The bank divides its assets into two categories. Into the bad pile go the illiquid and risky securities that are the bane of the banking system, along with other troubled assets such as nonperforming loans. For good measure, the bank can toss in non-strategic assets from businesses it wants to exit, or assets it simply no longer wants to own as it seeks to lessen risk and deleverage the balance sheet. What are left are the good assets that represent the ongoing business of the core bank.

By segregating the two, the bank keeps the bad assets from contaminating the good. So long as the two are mixed, investors and counterparties are uncertain about the bank’s financial health and performance, impairing its ability to borrow, lend, trade, and raise capital. The bad-bank concept has been used with great success in the past and has today become a valuable solution for banks seeking shelter from the financial crisis.
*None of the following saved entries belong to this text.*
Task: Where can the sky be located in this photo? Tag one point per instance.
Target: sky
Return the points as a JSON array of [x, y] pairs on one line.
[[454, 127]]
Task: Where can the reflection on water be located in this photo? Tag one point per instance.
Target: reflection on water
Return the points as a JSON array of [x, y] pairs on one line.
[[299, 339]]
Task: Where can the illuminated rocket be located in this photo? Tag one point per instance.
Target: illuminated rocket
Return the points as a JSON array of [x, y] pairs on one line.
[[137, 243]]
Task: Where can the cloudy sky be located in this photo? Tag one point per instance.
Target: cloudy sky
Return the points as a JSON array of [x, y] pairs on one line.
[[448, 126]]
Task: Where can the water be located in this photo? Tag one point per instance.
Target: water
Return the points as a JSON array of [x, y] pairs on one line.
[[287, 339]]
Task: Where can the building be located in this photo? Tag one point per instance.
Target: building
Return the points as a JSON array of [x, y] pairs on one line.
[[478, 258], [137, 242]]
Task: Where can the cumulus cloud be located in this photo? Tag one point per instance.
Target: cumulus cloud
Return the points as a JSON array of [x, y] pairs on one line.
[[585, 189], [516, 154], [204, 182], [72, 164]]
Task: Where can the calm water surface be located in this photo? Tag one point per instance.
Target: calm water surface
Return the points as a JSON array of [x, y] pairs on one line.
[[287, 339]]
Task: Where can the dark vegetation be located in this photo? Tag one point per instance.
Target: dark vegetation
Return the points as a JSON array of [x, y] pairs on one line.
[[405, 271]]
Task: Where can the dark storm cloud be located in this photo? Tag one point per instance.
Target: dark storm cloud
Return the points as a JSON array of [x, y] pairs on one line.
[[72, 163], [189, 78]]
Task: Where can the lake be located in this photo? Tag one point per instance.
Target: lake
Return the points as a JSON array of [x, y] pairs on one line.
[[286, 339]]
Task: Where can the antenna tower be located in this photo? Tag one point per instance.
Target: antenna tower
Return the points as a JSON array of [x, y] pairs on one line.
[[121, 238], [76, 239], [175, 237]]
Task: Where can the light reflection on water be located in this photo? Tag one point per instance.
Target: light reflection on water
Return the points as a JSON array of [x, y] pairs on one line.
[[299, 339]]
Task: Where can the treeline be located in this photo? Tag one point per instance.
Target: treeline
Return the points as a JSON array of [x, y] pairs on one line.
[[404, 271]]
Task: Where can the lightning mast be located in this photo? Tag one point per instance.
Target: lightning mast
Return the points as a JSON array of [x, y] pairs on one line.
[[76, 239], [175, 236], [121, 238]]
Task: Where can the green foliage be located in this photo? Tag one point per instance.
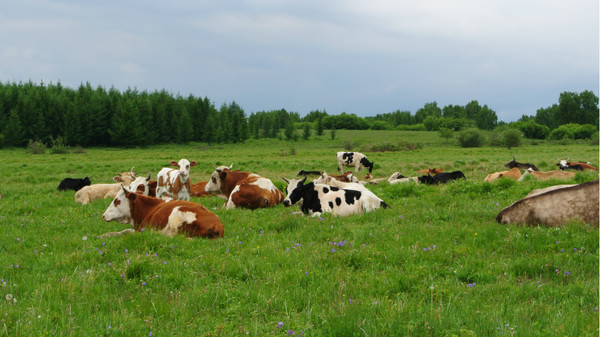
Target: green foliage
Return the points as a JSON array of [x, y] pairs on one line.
[[472, 137], [511, 138]]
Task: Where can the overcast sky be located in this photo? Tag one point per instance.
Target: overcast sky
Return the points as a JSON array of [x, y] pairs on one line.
[[359, 57]]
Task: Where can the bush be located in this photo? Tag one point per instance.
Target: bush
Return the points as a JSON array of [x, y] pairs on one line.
[[511, 138], [472, 137], [36, 147]]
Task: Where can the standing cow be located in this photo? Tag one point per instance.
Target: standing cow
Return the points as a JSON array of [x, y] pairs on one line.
[[172, 183], [356, 159], [171, 218]]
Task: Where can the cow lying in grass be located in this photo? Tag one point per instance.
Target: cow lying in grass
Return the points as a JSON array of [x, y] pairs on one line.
[[555, 207], [169, 217], [99, 191], [316, 199]]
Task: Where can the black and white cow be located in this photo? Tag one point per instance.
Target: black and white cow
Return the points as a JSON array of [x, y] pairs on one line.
[[441, 178], [319, 198], [356, 159], [73, 184]]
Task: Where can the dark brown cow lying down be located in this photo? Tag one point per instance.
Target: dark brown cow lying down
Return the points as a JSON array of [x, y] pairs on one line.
[[556, 207]]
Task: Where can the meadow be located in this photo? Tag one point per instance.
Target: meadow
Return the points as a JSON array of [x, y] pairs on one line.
[[434, 264]]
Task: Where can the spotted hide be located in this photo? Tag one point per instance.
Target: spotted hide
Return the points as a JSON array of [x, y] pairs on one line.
[[170, 218], [319, 198], [244, 189]]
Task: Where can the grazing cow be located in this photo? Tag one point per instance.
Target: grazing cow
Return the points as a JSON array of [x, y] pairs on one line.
[[577, 166], [556, 174], [514, 174], [309, 173], [73, 184], [244, 189], [356, 159], [524, 166], [432, 171], [98, 191], [555, 208], [441, 178], [320, 198], [347, 177], [171, 218], [175, 183]]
But while the idea is simple, the practice is quite complicated. There are many organizational, structural, and financial trade-offs to consider. The effect of these choices on the bank’s liquidity, balance sheet, and profits can be difficult to predict, especially in the current crisis. Capital and funding markets are still fragile in many regions, and many asset classes have been severely affected.
Consequently, institutions have developed several variations on the bad-bank theme to handle their particular sets of troubled assets and their available financial resources. These banks have made their choices, for better or worse, and are now working through a range of operational problems. Others, however, are still stuck at square one and are understandably perplexed by the range of possibilities and how the choice of a bad-bank model might affect their future. An analysis of bad banks set up in the crisis suggests that there are five sets of choices banks must make—choices about the assets to be transferred, the structure, the business case, the portfolio strategy, and the operating model. Each of these choices must be made while considering the impact on funding, capital relief, cost, feasibility, profits, and timing—a daunting array.
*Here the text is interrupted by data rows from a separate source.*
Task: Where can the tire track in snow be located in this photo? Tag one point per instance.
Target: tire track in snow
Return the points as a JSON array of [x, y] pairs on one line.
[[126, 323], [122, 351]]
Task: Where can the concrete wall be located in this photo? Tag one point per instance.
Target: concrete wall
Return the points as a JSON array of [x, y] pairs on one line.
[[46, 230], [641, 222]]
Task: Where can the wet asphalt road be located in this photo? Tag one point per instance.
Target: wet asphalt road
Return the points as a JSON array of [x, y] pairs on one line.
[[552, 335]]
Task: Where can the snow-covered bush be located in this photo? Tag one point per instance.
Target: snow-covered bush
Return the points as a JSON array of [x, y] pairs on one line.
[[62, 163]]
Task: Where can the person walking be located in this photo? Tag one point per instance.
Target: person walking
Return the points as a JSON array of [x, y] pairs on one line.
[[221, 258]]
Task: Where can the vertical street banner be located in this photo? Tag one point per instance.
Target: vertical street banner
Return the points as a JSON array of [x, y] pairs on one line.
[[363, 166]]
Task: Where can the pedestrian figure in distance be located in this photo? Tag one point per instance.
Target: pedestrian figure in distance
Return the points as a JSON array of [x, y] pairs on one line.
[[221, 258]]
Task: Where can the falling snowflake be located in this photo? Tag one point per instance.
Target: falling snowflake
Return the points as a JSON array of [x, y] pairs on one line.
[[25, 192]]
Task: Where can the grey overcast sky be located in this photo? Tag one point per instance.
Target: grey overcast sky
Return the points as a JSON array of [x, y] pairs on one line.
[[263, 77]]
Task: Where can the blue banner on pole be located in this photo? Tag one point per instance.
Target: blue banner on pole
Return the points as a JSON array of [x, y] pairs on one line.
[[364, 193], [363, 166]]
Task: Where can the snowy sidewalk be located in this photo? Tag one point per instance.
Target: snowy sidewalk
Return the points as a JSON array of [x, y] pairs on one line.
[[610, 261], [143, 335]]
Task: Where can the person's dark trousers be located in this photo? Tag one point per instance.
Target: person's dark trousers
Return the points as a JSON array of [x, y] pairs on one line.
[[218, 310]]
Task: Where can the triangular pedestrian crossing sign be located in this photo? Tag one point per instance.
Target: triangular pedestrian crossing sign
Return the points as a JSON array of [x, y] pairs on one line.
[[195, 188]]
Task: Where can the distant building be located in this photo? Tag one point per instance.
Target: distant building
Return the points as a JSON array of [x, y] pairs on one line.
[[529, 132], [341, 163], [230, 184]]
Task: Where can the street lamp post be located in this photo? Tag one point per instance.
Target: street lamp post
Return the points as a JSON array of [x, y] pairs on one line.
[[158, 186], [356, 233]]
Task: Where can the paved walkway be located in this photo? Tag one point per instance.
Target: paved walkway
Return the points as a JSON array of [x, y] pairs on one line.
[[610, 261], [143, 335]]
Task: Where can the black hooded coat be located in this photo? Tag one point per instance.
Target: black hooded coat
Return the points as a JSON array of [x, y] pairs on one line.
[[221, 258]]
Success depends on getting these choices right, and on a number of other factors. Chief among these is government support, to help banks understand and manage the many regulatory, accounting, and tax issues, and in some cases to provide financial backing. Again, each country’s case is different, depending on the health of its banks, but broadly speaking, governments must smooth the way for the creation of bad banks and clearly establish the extent to which the state will assume the risk of the bad assets. In some countries, governments are considering a national bad bank to house the unwanted assets of all domestic banks. Many governments have not gone that far, but most are concluding that their support is justified to ensure the future stability of the financial system.

The bad-bank concept has attracted so much support lately that it is now widely viewed as the most likely savior in the rescue of the banking system. While that may be expecting too much, it is fair to say that an understanding of the bad bank is essential for the modern banker.
Governments often encourage the creation of bad banks in order to stabilize a faltering financial sector. Sweden, Finland and Ireland have all used bad banks to help end financial crises. Even though the bad loans don't go away, getting the bad loans off a bank's balance sheet can give the bank additional time to repair itself.
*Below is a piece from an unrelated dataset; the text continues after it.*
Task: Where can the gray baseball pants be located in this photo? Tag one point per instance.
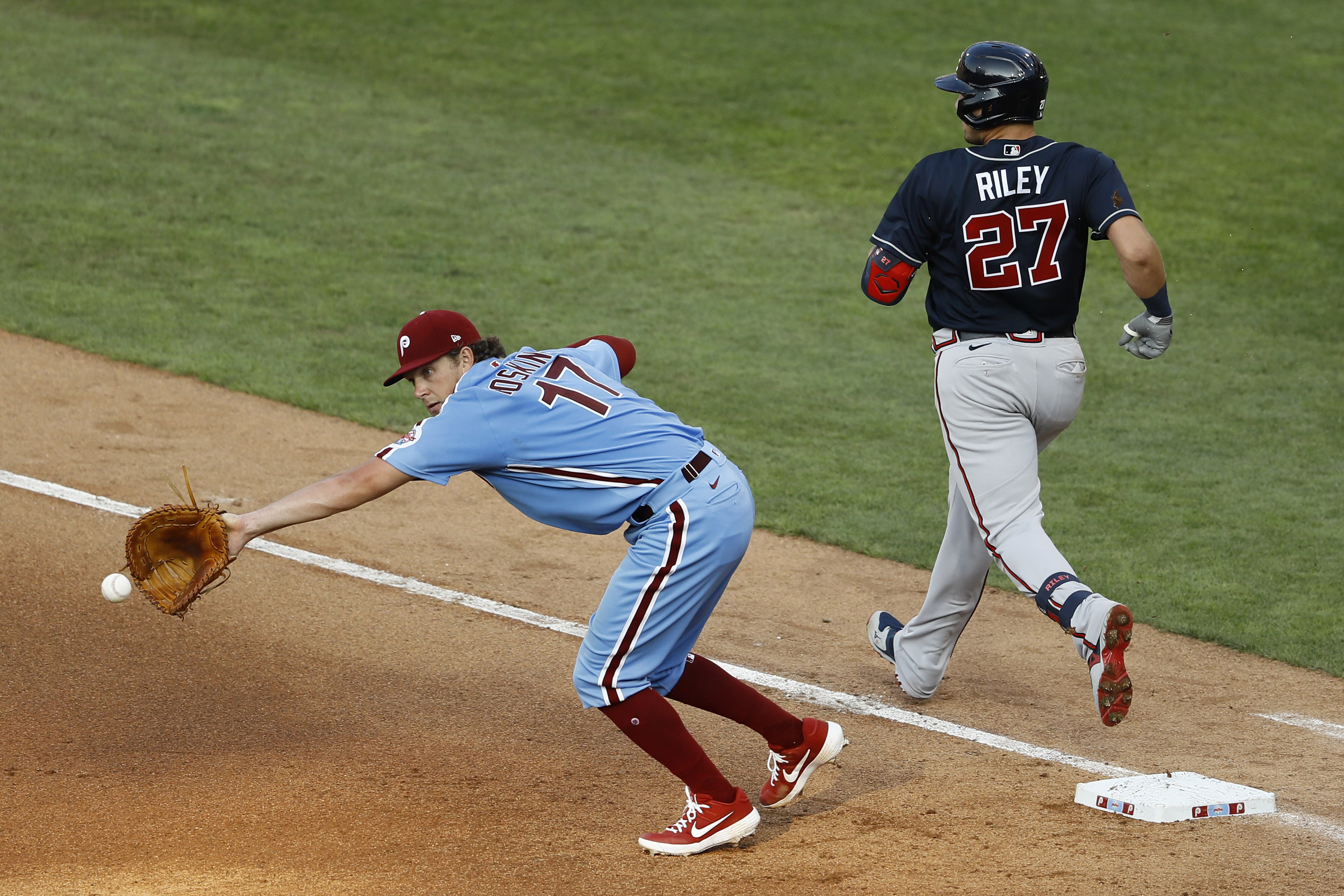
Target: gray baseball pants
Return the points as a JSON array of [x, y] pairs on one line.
[[1000, 403]]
A well-known example of a bad bank was Grant Street National Bank, which was created in 1988 to house the bad assets of Mellon Bank. The financial crisis of 2008 revived interest in the bad bank solution, as managers at some of the world's largest institutions contemplated segregating their nonperforming assets into bad banks.

Creating a bad bank is a way to segregate nonperforming assets from a bank's core business. In theory, once the bad assets are removed from the balance sheet, the bank will be able to start lending again. The idea is that over time, the bank will earn enough interest from new, good loans to cover the losses from the bad loans it made before the financial crisis.